Ce n’est donc plus 511 ni 518, ce n’est pas même le nombre donné par la liste, lequel est 320, portant un déficit de 73 ans; mais ce qui est pis, c’est que cette liste, comparée à ses analogues dans Africanus et Eusèbe, accuse et convainc Josèphe d’une méprise inconcevable, en ce qu’il place à la tête de la dynastie le roi expulseur qui n’en fut que le 7e; qu’il le confond sous le nom de Tethmosis, avec Amosis, vrai roi 1er régnant 25 ans; et qu’il ne le reconnaît point dans Tmosis, fils de Misphragmutos, écrit par lui plus haut, Alisphragmutos. Attribuera-t-on de telles erreurs à des copistes? quel fonds faire sur les manuscrits ou sur l’auteur? combien le juif Josèphe, avec quelque esprit de critique, nous eût-il évité d’embarras! Il nous y laisse entièrement pour les dates d’entrée et de sortie des pasteurs. Voyons si dans le texte qu’il a cité de Manéthon quelques circonstances peuvent nous diriger à cet égard.

§ II.
Analyse du texte cité par Josèphe.

«Jadis nous eûmes un roi nommé Timaos

Pourquoi ce nom ne paraît-il sur aucune liste? ne serait-ce pas que les pasteurs ayant tout saccagé, les archives de Memphis auraient été détruites? cela trouverait sa preuve dans le désordre et la nullité des listes antérieures, comme nous le verrons.

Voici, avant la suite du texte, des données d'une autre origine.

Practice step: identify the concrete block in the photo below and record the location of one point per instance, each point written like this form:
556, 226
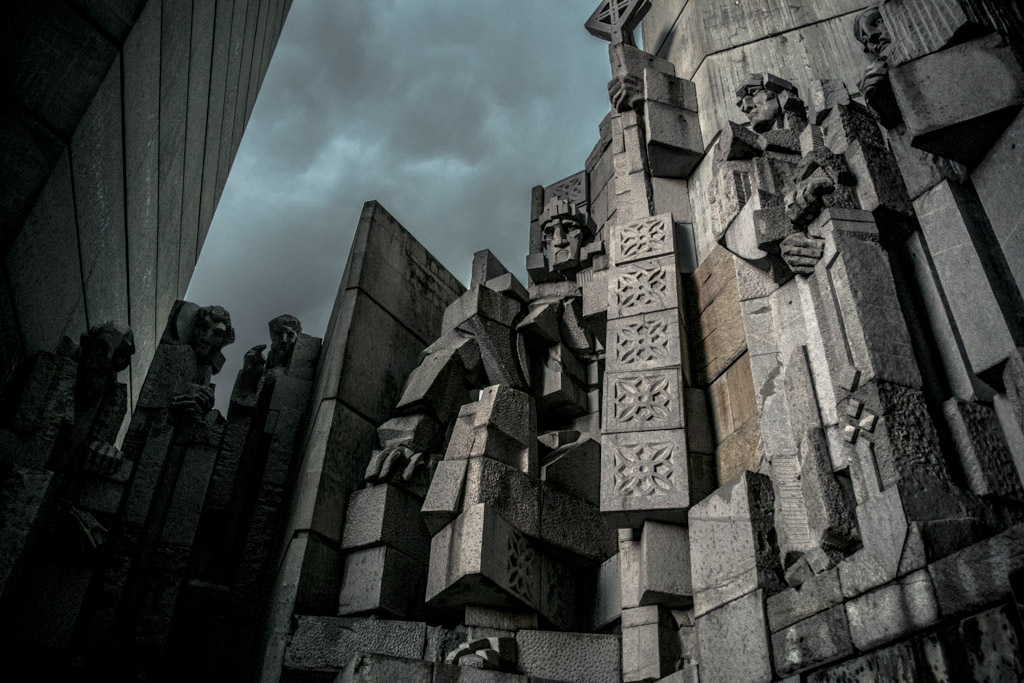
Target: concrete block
443, 500
674, 142
643, 287
573, 657
984, 455
645, 475
382, 581
481, 559
731, 548
607, 603
380, 669
644, 342
576, 525
648, 238
734, 642
815, 641
650, 645
893, 611
324, 643
175, 29
665, 565
96, 164
576, 468
386, 515
44, 268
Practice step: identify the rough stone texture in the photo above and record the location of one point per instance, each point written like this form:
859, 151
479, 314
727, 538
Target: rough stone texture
818, 640
895, 610
385, 514
795, 604
978, 575
573, 657
946, 116
733, 642
644, 475
576, 525
665, 565
325, 643
731, 548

«Et du temps de Timaos il vint du côté d’orient (par l’isthme de Suez) une race d’hommes de condition ignoble (des pâtres très-méprisés par les laboureurs d’Égypte), et ces hommes remplis d’audace soumirent le pays sans combat et avec la plus grande facilité.»

(Donc les Égyptiens, isolés du monde et entièrement livrés à l’agriculture, avaient jusque-là vécu dans une paix profonde. Donc ils étaient encore en ces siècles d’obscurité dont parle Hérodote, avant qu’aucun roi se fût rendu célèbre par de grands ouvrages ou par des guerres au dedans ou au dehors.)

«Et ce peuple étranger, que quelques auteurs disent Arabe, traita les Égyptiens avec la plus grande cruauté, tuant les chefs, détruisant les villes, renversant les temples, réduisant le peuple en servitude

Nous demandons ce que devinrent les monuments historiques pendant deux siècles que dura cette tyrannie.

«Après les premiers désordres, les pasteurs se nommèrent un roi.»

[Ils n’en avaient donc pas auparavant; ils vivaient donc par tribus indépendantes (quoique associées), à la manière des Arabes.]